Bu sene 56'ncısı düzenlenen Antalya Altın Portakal Film Festivali'ni geride bıraktık ama tartışmalar devam ediyor. Neden mi?
Bu sene yerli filmlerin de yarıştığı festivalde, Ali Özel'in yönettiği 'Bozkır' filminin 10 dalda birden ödül alması. Zeki Demirkubuz'un başkanı, Emre Erkmen, Latife Tekin, Mert Fırat ve Şebnem Bozoklu'nun üyesi olduğu 'Ulusal Film Yarışması' jürisinin bu kararı birçok sinema eleştirmenini de şaşkınlığa uğrattı. Jüri tarafından adeta bir başyapıt ilan edilen 'Bozkır'ın izleyiciden nasıl ilgi göreceği de merak konusu.
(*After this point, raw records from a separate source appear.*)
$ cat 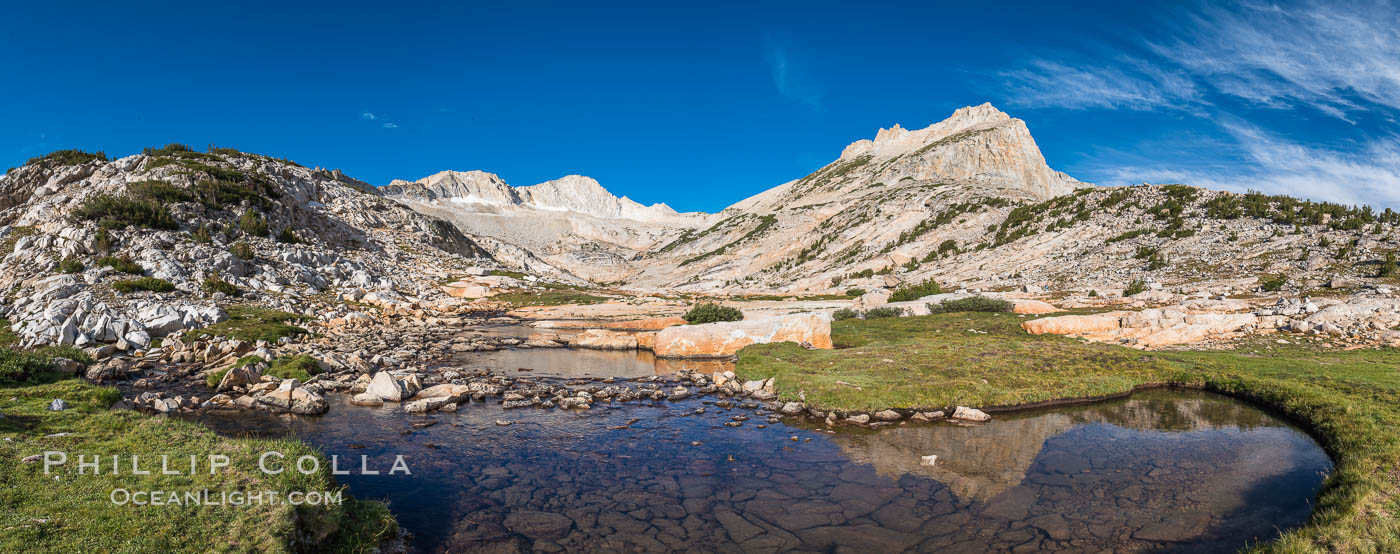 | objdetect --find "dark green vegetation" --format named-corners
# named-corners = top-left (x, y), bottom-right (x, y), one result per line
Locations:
top-left (228, 241), bottom-right (258, 260)
top-left (204, 276), bottom-right (242, 297)
top-left (204, 354), bottom-right (321, 389)
top-left (889, 278), bottom-right (944, 302)
top-left (112, 277), bottom-right (175, 294)
top-left (1259, 273), bottom-right (1288, 292)
top-left (73, 194), bottom-right (179, 229)
top-left (24, 150), bottom-right (106, 166)
top-left (928, 297), bottom-right (1016, 313)
top-left (0, 344), bottom-right (92, 386)
top-left (0, 379), bottom-right (398, 553)
top-left (97, 256), bottom-right (146, 276)
top-left (238, 210), bottom-right (267, 236)
top-left (680, 302), bottom-right (743, 325)
top-left (491, 290), bottom-right (608, 309)
top-left (190, 306), bottom-right (307, 343)
top-left (738, 313), bottom-right (1400, 553)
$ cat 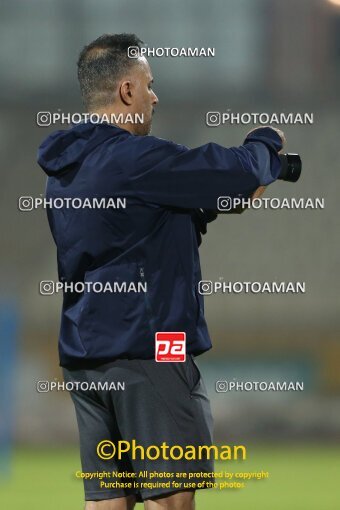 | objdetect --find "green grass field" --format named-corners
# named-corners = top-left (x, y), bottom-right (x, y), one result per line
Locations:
top-left (0, 445), bottom-right (340, 510)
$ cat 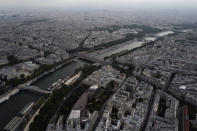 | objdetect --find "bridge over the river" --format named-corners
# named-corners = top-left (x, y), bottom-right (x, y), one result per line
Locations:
top-left (19, 86), bottom-right (52, 94)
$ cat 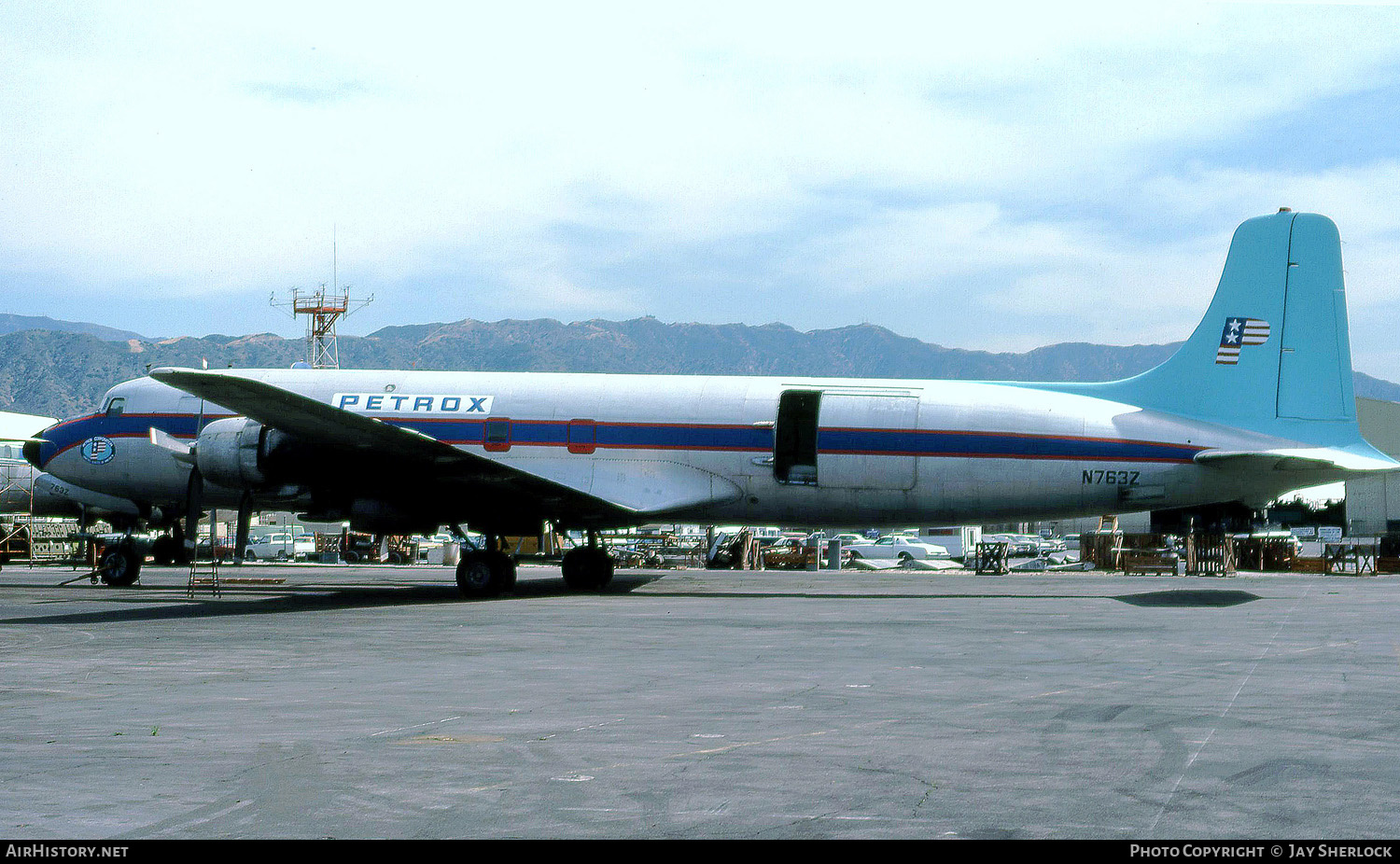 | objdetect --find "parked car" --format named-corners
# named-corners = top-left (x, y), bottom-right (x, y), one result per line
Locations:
top-left (982, 534), bottom-right (1041, 557)
top-left (244, 534), bottom-right (316, 562)
top-left (847, 535), bottom-right (948, 559)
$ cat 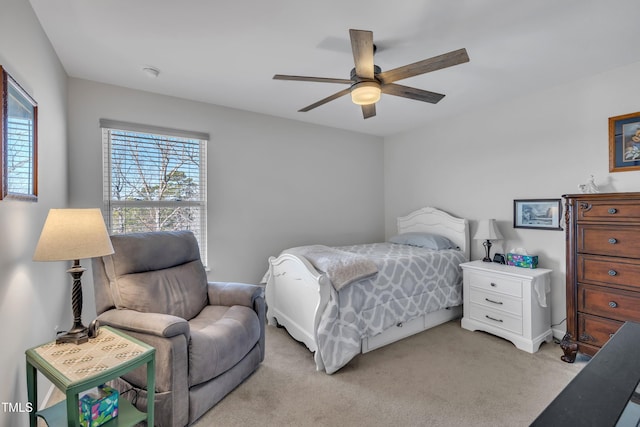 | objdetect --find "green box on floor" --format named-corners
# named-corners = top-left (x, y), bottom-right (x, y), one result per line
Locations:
top-left (78, 384), bottom-right (119, 427)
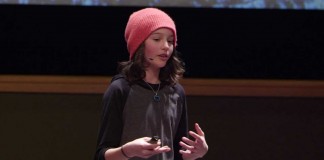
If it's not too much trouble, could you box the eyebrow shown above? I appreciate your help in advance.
[152,32,174,37]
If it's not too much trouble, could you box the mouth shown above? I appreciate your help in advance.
[159,54,169,61]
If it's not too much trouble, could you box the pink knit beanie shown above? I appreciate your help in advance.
[125,8,177,60]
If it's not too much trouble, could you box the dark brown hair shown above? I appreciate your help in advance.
[118,43,185,85]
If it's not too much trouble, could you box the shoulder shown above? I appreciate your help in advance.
[172,83,185,97]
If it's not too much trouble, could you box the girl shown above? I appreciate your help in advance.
[95,8,208,160]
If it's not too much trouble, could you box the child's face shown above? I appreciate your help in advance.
[144,28,174,68]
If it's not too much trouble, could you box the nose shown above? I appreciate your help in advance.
[162,40,171,50]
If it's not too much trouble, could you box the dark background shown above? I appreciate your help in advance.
[0,5,324,80]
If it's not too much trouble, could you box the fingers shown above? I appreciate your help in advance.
[195,123,205,136]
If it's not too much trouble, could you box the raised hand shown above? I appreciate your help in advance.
[122,137,171,158]
[180,123,208,160]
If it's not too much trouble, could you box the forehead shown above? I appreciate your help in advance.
[152,28,174,36]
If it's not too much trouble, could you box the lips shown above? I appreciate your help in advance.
[159,54,169,61]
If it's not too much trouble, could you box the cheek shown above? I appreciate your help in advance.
[144,45,157,56]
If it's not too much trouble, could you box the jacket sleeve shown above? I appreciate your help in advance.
[94,77,128,160]
[173,85,189,160]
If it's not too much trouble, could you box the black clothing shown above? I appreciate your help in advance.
[95,75,188,160]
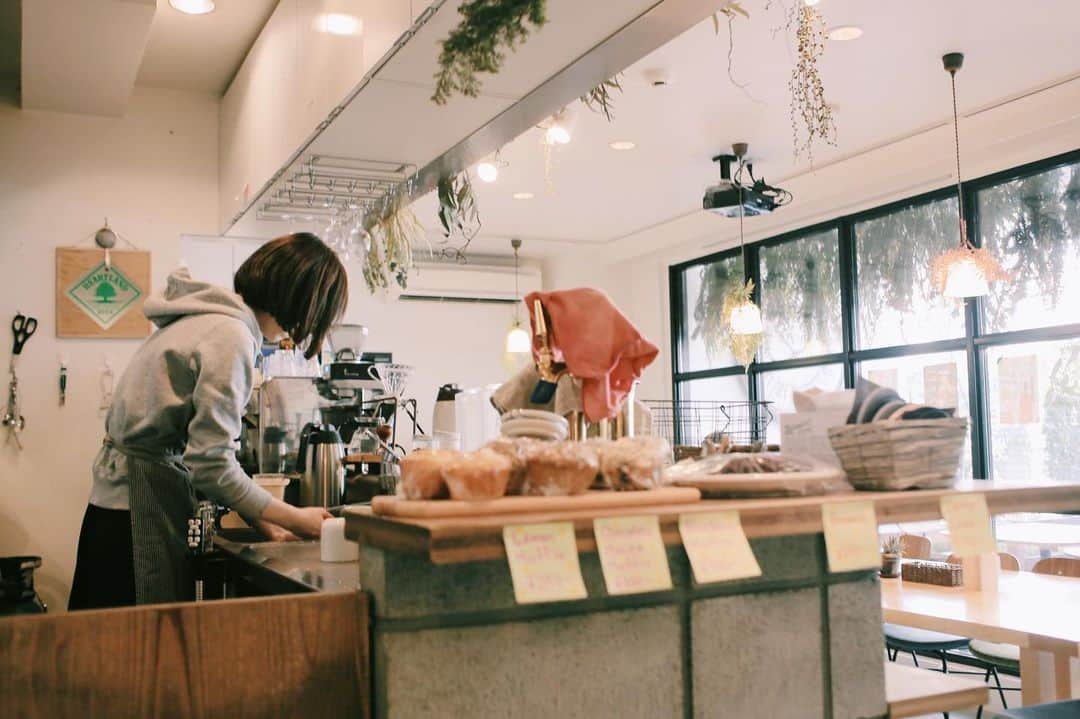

Film hak etti, hak etmedi tartışmasının yanı sıra olaya bir de yönetmenlik açısından itiraz edenler var.
Bu isimlerden biri de Sinema Eserleri Yapımcıları Meslek Birliği Yönetim Kurulu Üyesi-Yapımcı Yamaç Okur. Ben de bu konuyu konuşmak üzere Okur'u aradım.
'Bozkır'ın içeriğinden önce aldığı ödüllerin tartışılıyor olmasının aslında filme yapılmış büyük bir haksızlık olduğunu belirten Okur şunları söyledi:
"Öncelikle 'Bozkır' filminin yönetmeni ve yapımcısı Ali Özel'i, aldığı ödüllerden dolayı tebrik ederim. Keşke kendisi bu denli ödül aldığı bir yılda bu polemiklerin içinde anılmasaydı. Jürinin verdiği iki ödül, festivalin yönetmeliği ile çelişmektedir. Dr. Avni Tolunay Jüri Özel Ödülü'nün paylaştırılamayacağı yönetmeliğin 23'üncü maddesinde açıkça belirtildiği halde 100.000 TL para ödülü de içeren bu ödül 'Aşk, Büyü, vs' ve 'Küçük Şeyler' filmleri arasında paylaştırılmıştır.
Yine yönetmeliğin 27'nci maddesinde aynı filme En İyi Film ve En İyi İlk Film Ödülü verilemeyeceği açıkça belirtilmiştir.
Ancak 'Bozkır' filmine bu iki kategoride birden ödül verilmiştir.
Festival yönetimi, genel festival teamüllerine de aykırı olan bu karar konusunda jüriyi uyarmayarak festivalin saygınlığına zarar vermiştir.
Belediye ve festival yönetimi tarafından yapılan açıklamalarda, yönetmeliğin 51'inci maddesine atıf yapılarak değişiklik yapıldığı belirtilmiştir.
Oysa 51'inci maddede 'Yönetmelikte belirtilmeyen hususlarda karar yetkisi ve değişiklik hakkının Festival Yönetimi'ne ait' olduğu açıkça belirtilmiştir. Dolayısıyla bu iki karar, keyfi ve yönetmeliğe uymayan kararlar olarak festival tarihine geçmiştir. Keşke öze dönüş temasının hakim olduğu ve ulusal yarışmaların uzun metraj, kısa film ve belgesel yarışmalarıyla geri döndüğü ve son kapanış gününe kadar olabildiğince güzel giden Altın Portakal Film Festivali böyle anılmasaydı." Yamaç Okur, "Daha önce Altın Portakal Film Festivali'nde bu kadar çok ödül alan bir film olmuş muydu?" diye sorduğumda ise şöyle cevap verdi:
"Hatırladığım kadarıyla son 20 yılda, 2004'te Uğur Yücel'in 'Yazı Tura' filmi 10 ödüle ve 2006'da Özer Kızıltan'ın 'Takva' filmi dokuz ödüle değer görülmüştü. Eğer jüri festivalin yönetmeliğine uyarak kararlarını verseydi, 'Bozkır'ın ana jüri tarafından dokuz ödüle değer görülmesi kamuoyunda bu denli tartışma yaratmazdı. Jüri, verdiği bu kararlarla festivalin önüne geçmiş oldu. Bu filme En İyi Film ve En İyi İlk Film ödülü verilmesi bence 'Bozkır'a yapılmış bir haksızlıktır. Sadece filme de değil, hem yönetmenine, hem film ekibine büyük bir haksızlık.
Festivalde yönetmeliğe uyulmadığı için bu durum sektörde infial yarattı. Keşke bunlar yaşanmasaydı."